In South Korea, print newspapers used to be the "media king" that once held society together, but the rise of the Internet has undermined the role of the dailies as the major opinion leaders and is cutting into their ad revenue, industry sources say.
Up until 2000, almost six in every 10 adults started the day with reading a newspaper. Politically, the major papers had earned their stars as guardians of the country's pursuit of democracy in its fight against the military authoritarian regimes throughout the 1970s and 1980s.
Nowadays, however, the print media is no longer the muscleman it used to be, because of the Internet, where people can read news conveniently and for free, according to Oh Soo-jong, a researcher at Korea Press Foundation (KPF), a non-profit watchdog organization for press media.
Readers, who once leafed through morning newspapers, now prefer to click on to major portals like www.naver.com, www.yahoo.co.kr or www.daum.net, where they can peruse articles from dozens of newspapers listed under these portal sites.

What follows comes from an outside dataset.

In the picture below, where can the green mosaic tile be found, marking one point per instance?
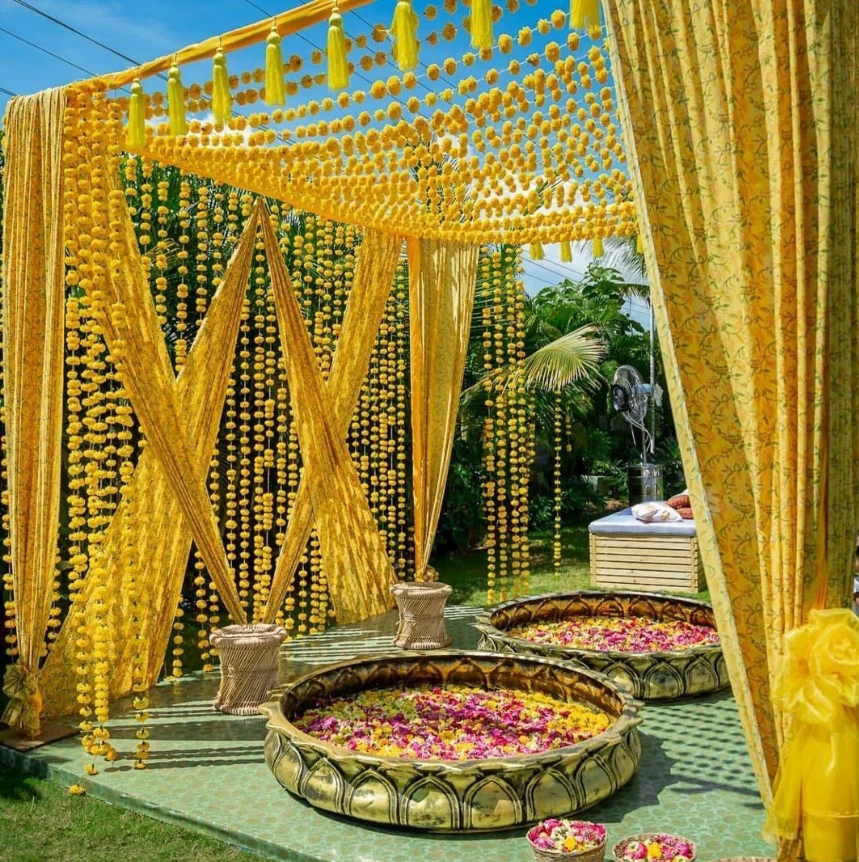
(207, 771)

Naver, for instance, draws 13 million visitors a day in a country of 48 million, according to Kim Yeo-jong, Naver's spokeswoman.
"Up until in 2000, newspapers regarded Internet media as a `pet,' and newspapers would not mind that much even if they share some news articles with portals," said the KPF's researcher. "Today, the pet has grown up to be a tiger that eats up much of newspapers' power in both revenues and impact-wise," the researcher added.
During 1999 and 2000, major newspapers spun out their internal Internet media units as independent business units.
At that time, nascent portal sites approached these new Internet units, carrying content from their mother newspapers, with offers to pay them 1 million to 5 million won (US$1,000 to US$5,000) for permission to carry their content.
Most of these cash-laden newspapers' online media units snapped up the deal, which newspapers now regret.
Nowadays, newspapers are selling news articles to portals for a monthly flat fee that ranges from 2 million won to 15 million won a month, according to the KPF data.
In the process, the print media is no longer on the frontline of moulding the right sense for participant democracy, said Choi Young-jae, professor of Hallym University.
On the contrary, newspapers have become dependent on major portals to reach out to young readers who would not otherwise even try to read newspapers at all.
"Unlike their parents who used to read serious issues like economy or political news, young readers tend to prefer gossip, sports or entertainment news," KPF's researcher said.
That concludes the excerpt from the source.